However, the fingerprint evidence in the Cowans case involved both concealment and an outright false identification. As Professor Koehler noted, one of the foremost scholars of false convictions, Professor Brandon Garrett of the University of Virginia School of Law, reported the Cowans case as a false positive. Garrett clearly stated that although the Boston Police fingerprint examiner “realized at some point prior to trial that Cowans was excluded , ... he concealed the fact and instead told the jury that the print matched Cowan’s.” 6/ Likewise, along with the national Innocence Project’s co-founder and co-director Peter Neufeld, Professor Garrett explained in an earlier law review article that the trial transcript showed that “Officer LeBlanc misrepresented to the jury that the latent print matched Cowans’s.” 7/ Thus, the Innocence Project serves up 1.7% as the figure for “improper” fingerprint evidence in the first 300 exonerations.

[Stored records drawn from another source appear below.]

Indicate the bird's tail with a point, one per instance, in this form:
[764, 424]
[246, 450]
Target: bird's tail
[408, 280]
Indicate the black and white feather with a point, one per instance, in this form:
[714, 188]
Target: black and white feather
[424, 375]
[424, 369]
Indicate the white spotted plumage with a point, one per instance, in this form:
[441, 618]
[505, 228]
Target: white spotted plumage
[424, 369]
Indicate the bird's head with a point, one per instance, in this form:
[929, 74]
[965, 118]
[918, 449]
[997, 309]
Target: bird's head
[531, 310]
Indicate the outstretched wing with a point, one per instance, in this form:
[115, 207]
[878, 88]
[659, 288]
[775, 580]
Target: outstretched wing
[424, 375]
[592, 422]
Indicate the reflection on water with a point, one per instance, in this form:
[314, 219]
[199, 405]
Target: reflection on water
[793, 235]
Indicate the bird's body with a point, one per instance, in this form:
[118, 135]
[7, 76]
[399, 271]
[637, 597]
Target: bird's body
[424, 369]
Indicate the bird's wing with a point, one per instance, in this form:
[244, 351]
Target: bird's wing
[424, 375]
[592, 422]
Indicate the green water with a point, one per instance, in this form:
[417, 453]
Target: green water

This may seem like much ado about almost nothing. One problem case in a small sample is not significantly different from none. But there is a legal issue lurking here. To ascertain the more appropriate figure we need to specify the purpose of the inquiry. Do we want to estimate the prevalence of all kinds of improper behavior—including perjury (or at least knowing falsehoods uttered or implied) by fingerprint examiners? If so, the Hampikian or Koehler numbers are the candidates for further analysis.

But Judge Posner was responding to a Daubert challenge to fingerprinting. The question before the Herrara court was whether latent fingerprint examiners can provide valid, seemingly scientific, testimony—not whether they can lie or conceal evidence.  The rate of unintentional misidentifications therefore is the relevant one, and that rate seems closer to zero (in the exonerations to date) than to 1.7%. 8/

So Judge Posner is not clearly wrong in speaking of zero errors. But what can we legitimately conclude from his observation that "[o]f the first 194 prisoners in the United States exonerated by DNA evidence, none had been convicted on the basis of erroneous fingerprint matches, whereas 75 percent had been convicted on the basis of mistaken eyewitness identification"? Does this comparison prove that latent print examiners are more accurate than eyewitnesses?

Not necessarily. In rape cases, where DNA exonerations are concentrated (because DNA for postconviction testing is more likely to be available), there are more instances of eyewitness identifications than of fingerprint identifications. Even if the probability of a false positive identification is the same for fingerprint examiners as for eyewitnesses, there are fewer opportunities for latent print misidentifications to occur. Consequently, the set of false rape convictions will be disproportionately populated with eyewitness errors. The upshot of this base rate effect is that the relative frequency of the errors with different types of evidence in a sample of wrongful convictions may not reflect the relative accuracy of each type of evidence.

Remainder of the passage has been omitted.